Taipei, 1 Jan. (CNA) Sebuah tim konstruksi telah mencapai puncak danau bendungan di Sungai Matai'an, Taiwan timur, dan mulai melakukan upaya untuk secara bertahap menghilangkan hambatan batu dan sedimen yang membentuk danau tersebut guna mengalirkan air dan memulihkan aliran sungai, setelah terjadinya luapan mematikan pada bulan September 2025 lalu.
Badan Kehutanan dan Konservasi Alam (FANCA) cabang Hualien mengatakan pada hari Rabu (31/12) bahwa mereka menunjuk kontraktor yang sama yang sebelumnya menghilangkan hambatan yang menciptakan danau bendungan Yanzikou di Taroko Gorge untuk melakukan pekerjaan ini selama musim tidak banjir.
FANCA mengatakan tim tersebut bergerak ke hulu sepanjang dasar sungai, yang telah terangkat dan diratakan oleh sedimen yang diendapkan setelah luapan sebelumnya, sehingga memungkinkan alat berat beroda rantai untuk lewat.
Pada 15 Desember, kru yang terdiri dari 19 orang mengerahkan sembilan ekskavator dan buldoser berukuran sedang hingga besar.

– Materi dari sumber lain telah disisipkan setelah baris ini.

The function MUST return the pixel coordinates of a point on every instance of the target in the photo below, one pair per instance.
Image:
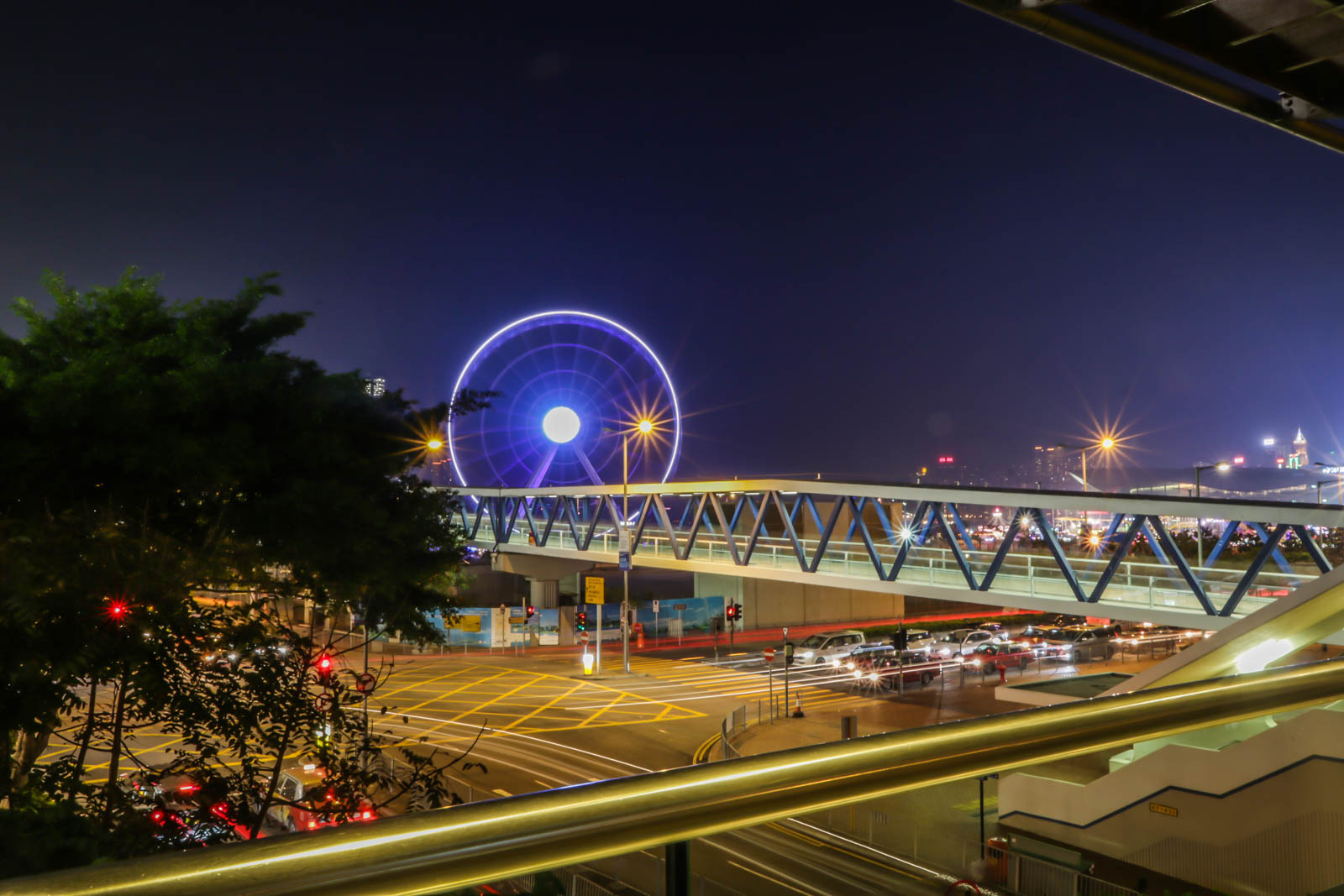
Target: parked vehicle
(827, 647)
(306, 802)
(960, 642)
(914, 665)
(1084, 644)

Namun, sekitar 500 meter dari titik luapan, terjadi longsor di tepi kiri yang menimbun beberapa kendaraan, meskipun semua operator berhasil lolos tanpa cedera.
Tim tersebut kembali bekerja pada 28 Desember dengan 14 pekerja dan lima kendaraan, berhasil mencapai puncak bendungan dari mana mereka melanjutkan untuk menghilangkan batu dan sedimen yang membentuk danau bendungan tersebut, kata FANCA.
Badan tersebut mengatakan akses melalui dasar sungai asli hanya memungkinkan selama musim tidak banjir dan cocok untuk operasi jangka pendek. Jalan akses terpisah yang sedang dibangun di sepanjang tepi selatan akan berfungsi sebagai jalur jangka panjang.
FANCA mengatakan jalan baru tersebut diperkirakan akan selesai pada Juni tahun depan, sehingga memungkinkan stabilisasi lereng, pengendalian sedimen, dan respons darurat yang berkelanjutan.
Pemantauan terbaru menunjukkan danau bendungan tersebut menampung antara 280.000 dan 300.000 meter kubik air dalam beberapa minggu terakhir, sekitar 0,3 persen dari tingkat sebelum luapan, dengan lereng tepi kiri yang tidak stabil dan endapan sedimen besar tetap menjadi tantangan utama.